So, if you look at the image attached, that is a formula I was working on for the past few years. I made a rough estimate of how many pages of notes I put into this problem and it was over a hundred :D Well, guess what? In the time that I have worked on it, I was able to prove the formula worked and that it extended to any function that you can find derivatives and integrals for (and since you can use Fourier analysis to find a function for just about anything, you are good for just about anything). However, I was still having doubts that it was original. Well, last week I was looking up something only slightly related when I noticed a particular sequence:

1
1/2
1/6
-1/30
1/42
-1/30

At this point, I got excited. I know these numbers! Then the next term: 5/66. I was ecstatic! These were the coefficients to my function and they are known as the Bernoulli numbers. See, the issue is that when I was writing down the numbers, I computed the coefficients, but when you look them up on the internet and whatnot, most people simply refer to them as Bn. Not very helpful for me. On top of that, my function is a generalisation of the Euler-Macluarin formula which cannot be google searched very easily (unless you know the name) and most people don't know of it or have never worked with it! So what have I done with it in the past few months?
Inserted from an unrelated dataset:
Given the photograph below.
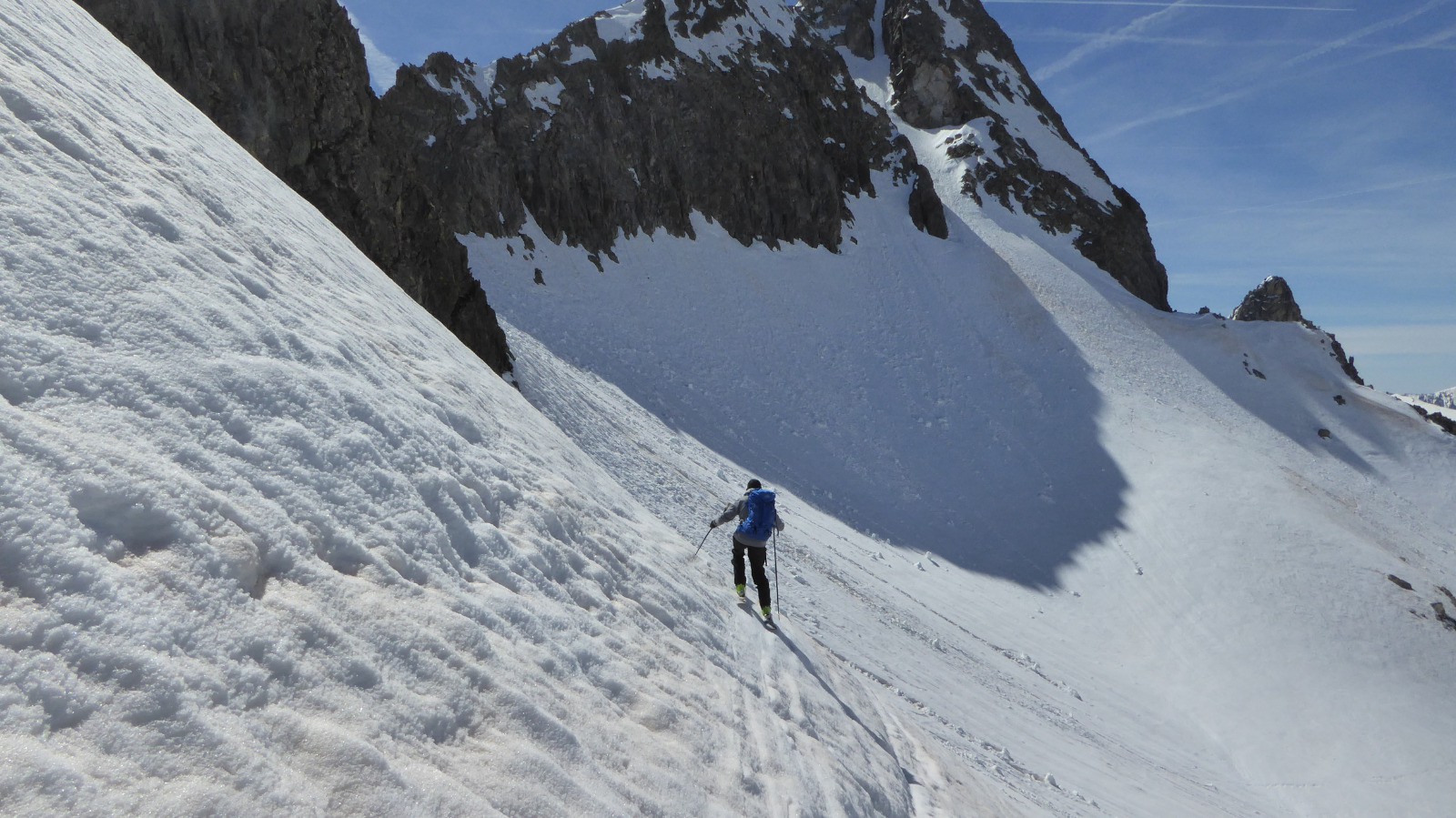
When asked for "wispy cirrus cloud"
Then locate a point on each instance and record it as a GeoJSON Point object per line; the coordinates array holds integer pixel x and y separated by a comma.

I have made some pretty cool identities including one dealing with the coefficients and "e" (so now I have gone back and rewritten e in terms of the Bernoulli numbers). I now have two representations for sum(sin(x),x,1,n) which can be compared and I can derive more relationships (one of them uses imaginary numbers, the other uses sine, cosine, and tangent. We know where this is going :P Another proof of Euler's identity). But more importantly to me, I can apply this to analysing the Riemann Zeta function which I did a bunch of research on over the summer (and I've even presented about it a few times).

I also use this quite a bit in my statistics class and it has been very useful. For the curious, any polynomial with positive integer powers will result in a finite closed form expression. Any polynomial using exponentials, trig functions, or non-integer powers will have an series with infinitely many terms. Luckily, it converges pretty rapidly to the desired sum.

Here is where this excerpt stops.